Solving ring laser equations in MATLAB using ode

804 views Asked by At

I have written a Matlab code which is a simulation of NOT gate implementation using ring lasers. Si variable is input in my code.
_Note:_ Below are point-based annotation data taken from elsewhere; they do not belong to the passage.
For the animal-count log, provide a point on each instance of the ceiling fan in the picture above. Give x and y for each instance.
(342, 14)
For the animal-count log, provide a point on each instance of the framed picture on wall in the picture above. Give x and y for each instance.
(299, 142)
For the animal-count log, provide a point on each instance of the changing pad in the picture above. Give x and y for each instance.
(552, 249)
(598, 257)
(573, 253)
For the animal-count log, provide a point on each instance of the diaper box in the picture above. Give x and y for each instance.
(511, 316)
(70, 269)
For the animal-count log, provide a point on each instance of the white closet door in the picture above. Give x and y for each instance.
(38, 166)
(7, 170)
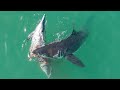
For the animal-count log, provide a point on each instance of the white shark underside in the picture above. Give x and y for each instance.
(37, 38)
(64, 48)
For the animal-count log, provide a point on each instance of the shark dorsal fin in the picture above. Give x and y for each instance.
(73, 32)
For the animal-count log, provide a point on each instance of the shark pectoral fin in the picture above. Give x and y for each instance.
(74, 60)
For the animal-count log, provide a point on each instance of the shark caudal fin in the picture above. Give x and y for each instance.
(46, 68)
(74, 60)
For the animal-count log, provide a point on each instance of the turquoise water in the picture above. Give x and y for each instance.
(100, 53)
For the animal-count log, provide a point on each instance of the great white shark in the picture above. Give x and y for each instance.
(64, 48)
(37, 38)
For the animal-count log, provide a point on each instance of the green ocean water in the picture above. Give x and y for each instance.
(100, 53)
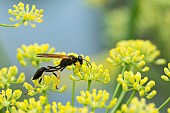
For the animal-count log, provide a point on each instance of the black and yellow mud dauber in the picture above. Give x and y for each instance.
(67, 60)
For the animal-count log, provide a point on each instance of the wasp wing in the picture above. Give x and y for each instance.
(46, 55)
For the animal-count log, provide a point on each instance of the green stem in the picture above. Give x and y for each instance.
(166, 102)
(73, 92)
(89, 84)
(132, 20)
(7, 25)
(122, 95)
(132, 95)
(117, 87)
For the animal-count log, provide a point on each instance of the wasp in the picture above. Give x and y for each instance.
(67, 60)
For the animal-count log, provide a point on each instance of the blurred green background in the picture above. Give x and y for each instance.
(92, 27)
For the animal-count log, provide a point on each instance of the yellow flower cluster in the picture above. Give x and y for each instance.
(138, 106)
(25, 16)
(96, 99)
(87, 71)
(98, 3)
(166, 77)
(95, 72)
(47, 83)
(41, 106)
(127, 56)
(9, 98)
(146, 48)
(8, 76)
(129, 81)
(68, 108)
(28, 54)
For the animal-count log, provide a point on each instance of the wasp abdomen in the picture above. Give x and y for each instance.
(39, 73)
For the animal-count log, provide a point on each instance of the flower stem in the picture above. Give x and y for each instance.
(89, 84)
(132, 95)
(166, 102)
(6, 25)
(73, 90)
(117, 87)
(118, 102)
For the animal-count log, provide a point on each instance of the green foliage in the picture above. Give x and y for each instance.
(131, 55)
But my code works only for Si = 0. for any other non zero value it doesn't show output.

%-----------Rate Equation MATLAB code ---------
function dydt = requations(t,y)

dydt = zeros(size(y));
%prompt = 'Sinput???';
%Si = input(prompt);
Si = 0; %MY INPUT
q = 1.6e-19; % charge of electron
tau_e = 1e-9; % carrier lifetime
No = 3.3e18; % # No of carriers at transparency
a = 1e-15; % Linear gain coefficient
Vg = 7.5e9; % group velocity
Vp = 3e-11; %Photon reservoir volume
V = 1e-11; %Carrier reservoir Volume
tau_p = 1.7e-12; % photon lifetime
beta = 1e-5; % spontateous emission coefficient
eps = 7.5e-17; % Nonlinear gain suppression coefficient
Ni = 0.8; %Internal quantum efficiency
w = 2*pi*10e5;
Io = 10e-3;
%I = Io*sin(w*t);
I = 2.5*Io; %for test purposes
tp = 1/tau_p;
te = 1/tau_e;
Aint = 6;   %Internal losses inside cavity waveguides
%G = ((a/Vp)* (N-(V*No)))/(1-eps*(Sc + Scc));
alpha = -2; %alpha factor
L = 76e-4 ;%size of the ring
wcb = 2*pi*70;
%R = 0.25;
Wcb = wcb*1000000;
%r = 1/R;
tpcw = Vg*(Aint + ((1/L)*log(4)));
Tpcw = 1/tpcw;

%------Rate equations-------
N = y(1);
Sc = y(2); %Clock wise photon number
yc = y(3); 
Scc = y(4); %anti clockwise photon number
ycc = y(5);
G = ((a/Vp)* (N-(V*No)))/(1-eps*(Sc + Scc));
dydt(1) = (Ni*I)/q - y(1)*te - Vg*G*(y(2) + y(4));  %dN/dt
dydt(2) = (Vg*G-Tpcw)*y(2) + beta*y(1)*te;  %dSc/dt
dydt(3) = -(alpha/2)*(Vg*G-Tpcw); %dyc/dt 
dydt(4) = (Vg*G-Tpcw)*y(4) + beta*y(1)*te + ((2*Vg)/L)*cos(y(5))*(sqrt(Si*y(4))); %dScc/dt
dydt(5) = -Wcb - ((alpha/2)*(Vg*G-Tpcw)) - ((Vg/L)*sin(y(5))*(sqrt(Si/y(4)))); %dycc/dt 

Below is the Ode file

%------Rate equations for requation file------
format bank;
close all; 
clear all; 
clc;
%time interval
  ti=0; 
  tf=200; 
  tspan=[ti tf];
  x0 = [3.75e7, 2.25e6, 0, 2.25e6, 0]; %initial vectors
  %options= odeset('RelTol',100, 'AbsTol',[3.75e7, 2.25e6]);
  [t,y]= ode23t(@requations,tspan,x0);
  %Plotting the graphs:
  figure 
  subplot(5,1,1), plot(t,y(:,1),'r'),grid on; 
  title('Laserrate equations'),ylabel('N'); 

  subplot(5,1,2), plot(t,y(:,2),'b'),grid on; 
  ylabel('Scw'); xlabel('t'); 

  subplot(5,1,3), plot(t,y(:,3),'g'),grid on; 
  ylabel('ycw');xlabel('t');

  subplot(5,1,4), plot(t,y(:,3),'g'),grid on; 
  ylabel('Sccw');xlabel('t');

  subplot(5,1,5), plot(t,y(:,3),'g'),grid on; 
  ylabel('yccw');xlabel('t');
0

There are 0 answers